Muss er? Nein, hat sich Regisseurin Katrin Plötner vom Schauspiel Frankfurt gesagt. Sie baut einen blauen Kasten auf die Bühne und gruppiert ihre fünf Figuren auf eine banale hölzerne Turnhallenbank. Da sitzen sie nun, da stehen sie auch mal und gruppieren sich um – und deklamieren. Mit Pathos mal, und mal mit Angst und Schrecken, Carina Zichner als recht erfolglose Journalistin auch mit einer Wut, die den Zuschauer einmal sogar zu Szenenapplaus herausfordert. Doch irgendwie wirken sie alle wie bestellt und nicht abgeholt. Überfordert, weil allein gelassen von einer uninspirierten Regie, der mehr als eine erweiterte szenische Lesung nicht eingefallen ist. Nur Verena Bukal gelingt es durchgängig, mit einer wunderbaren Balance zwischen Leichtigkeit und überspielter Ratlosigkeit das Verlorene ihrer Figuren deutlich zu machen. Matthias Scheuring erscheint, wiewohl als Schauspieler mit hoher Präsenz, in seiner Rolle als Politiker nicht zuletzt aufgrund der Einkleidung durch die Kostümbildnerin als Fehlbesetzung. Zu Beginn, als Plötner ein Ballett von Altersverrichtungen im Büro der Journalistin inszeniert, wenn die Telefone und die Zigaretten rauchen, scheint es noch, als hätte die Regisseurin das Tanzende von Hargesheimers Text erkannt. Doch schnell wird diese Hoffnung enttäuscht: Der großartige, manchmal auch etwas rätselhafte Klang der Sprache wird oft durch banale Nachsätze oder affirmative Lautmalereien verraten.

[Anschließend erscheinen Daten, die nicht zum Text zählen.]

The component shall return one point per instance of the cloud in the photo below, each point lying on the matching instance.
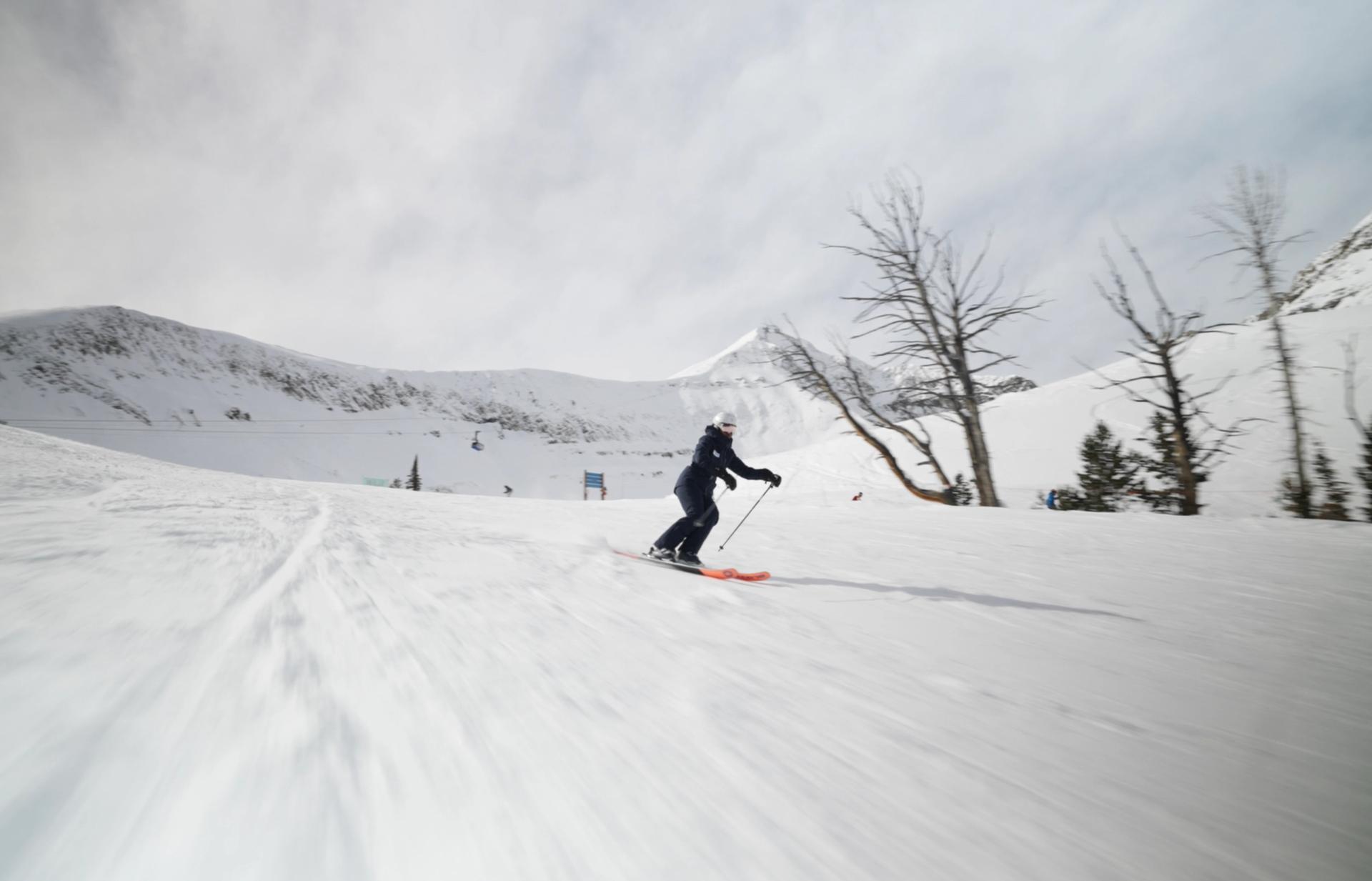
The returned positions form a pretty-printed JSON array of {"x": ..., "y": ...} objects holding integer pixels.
[{"x": 619, "y": 189}]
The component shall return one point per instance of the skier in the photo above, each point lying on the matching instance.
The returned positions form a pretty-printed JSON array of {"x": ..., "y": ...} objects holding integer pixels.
[{"x": 696, "y": 490}]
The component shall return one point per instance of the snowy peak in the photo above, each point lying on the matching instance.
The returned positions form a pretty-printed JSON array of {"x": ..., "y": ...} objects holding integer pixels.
[
  {"x": 1342, "y": 276},
  {"x": 748, "y": 354}
]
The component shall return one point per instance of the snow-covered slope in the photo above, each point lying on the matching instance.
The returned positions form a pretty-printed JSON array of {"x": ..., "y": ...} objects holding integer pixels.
[
  {"x": 216, "y": 677},
  {"x": 158, "y": 387},
  {"x": 1339, "y": 276},
  {"x": 1035, "y": 435}
]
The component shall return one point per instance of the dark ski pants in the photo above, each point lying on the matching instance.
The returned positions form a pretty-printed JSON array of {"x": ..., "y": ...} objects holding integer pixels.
[{"x": 692, "y": 530}]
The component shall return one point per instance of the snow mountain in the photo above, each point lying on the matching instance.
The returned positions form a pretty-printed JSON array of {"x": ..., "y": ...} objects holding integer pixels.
[
  {"x": 158, "y": 387},
  {"x": 1339, "y": 276}
]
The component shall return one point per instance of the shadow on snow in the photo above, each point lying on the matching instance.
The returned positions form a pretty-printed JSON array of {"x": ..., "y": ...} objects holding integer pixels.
[{"x": 944, "y": 593}]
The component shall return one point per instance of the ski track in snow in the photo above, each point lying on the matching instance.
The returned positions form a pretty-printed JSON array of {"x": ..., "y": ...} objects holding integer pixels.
[{"x": 219, "y": 677}]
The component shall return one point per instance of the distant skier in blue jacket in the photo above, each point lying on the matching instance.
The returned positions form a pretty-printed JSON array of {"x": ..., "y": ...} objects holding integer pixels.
[{"x": 695, "y": 490}]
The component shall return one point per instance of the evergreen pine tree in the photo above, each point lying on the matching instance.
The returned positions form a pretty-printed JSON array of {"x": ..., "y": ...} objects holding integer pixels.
[
  {"x": 1336, "y": 504},
  {"x": 960, "y": 490},
  {"x": 1161, "y": 467},
  {"x": 1109, "y": 472}
]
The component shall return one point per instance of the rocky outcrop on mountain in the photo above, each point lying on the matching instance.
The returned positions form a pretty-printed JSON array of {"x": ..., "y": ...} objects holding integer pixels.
[{"x": 1342, "y": 276}]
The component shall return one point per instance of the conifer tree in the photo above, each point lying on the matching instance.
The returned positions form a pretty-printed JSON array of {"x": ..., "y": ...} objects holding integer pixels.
[
  {"x": 960, "y": 490},
  {"x": 1109, "y": 474},
  {"x": 1366, "y": 471},
  {"x": 1336, "y": 502},
  {"x": 1164, "y": 493}
]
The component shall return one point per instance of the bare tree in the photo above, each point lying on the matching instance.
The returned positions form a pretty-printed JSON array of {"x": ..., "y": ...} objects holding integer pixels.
[
  {"x": 938, "y": 313},
  {"x": 847, "y": 390},
  {"x": 1251, "y": 219},
  {"x": 1194, "y": 442}
]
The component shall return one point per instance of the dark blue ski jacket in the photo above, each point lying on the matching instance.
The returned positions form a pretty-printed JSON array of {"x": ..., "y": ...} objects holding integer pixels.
[{"x": 714, "y": 453}]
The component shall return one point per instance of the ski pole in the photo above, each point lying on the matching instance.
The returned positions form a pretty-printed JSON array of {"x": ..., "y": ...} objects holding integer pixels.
[
  {"x": 712, "y": 507},
  {"x": 750, "y": 512}
]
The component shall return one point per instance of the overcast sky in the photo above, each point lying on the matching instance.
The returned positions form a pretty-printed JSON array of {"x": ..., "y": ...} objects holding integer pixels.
[{"x": 623, "y": 189}]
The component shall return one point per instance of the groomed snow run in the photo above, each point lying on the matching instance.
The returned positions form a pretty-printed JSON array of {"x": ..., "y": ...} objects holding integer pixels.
[{"x": 207, "y": 675}]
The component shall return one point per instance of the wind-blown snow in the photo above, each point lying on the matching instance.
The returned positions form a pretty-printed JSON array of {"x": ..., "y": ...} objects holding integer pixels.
[{"x": 209, "y": 675}]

So gerät ein spannendes Lesestück in der Frankfurter Inszenierung unter die Räder. Ein Nachspiel hat es allemal verdient. Wir wüssten auch schon die richtige Regie-Combo: Lassen wir doch mal Falk Richter und Anouk van Dijk ran: Der kreative Arrangeur zeitgenössischer Polit-Miseren und die grandiose Choreographin könnten aus diesem Stück mitreißendes Theater machen!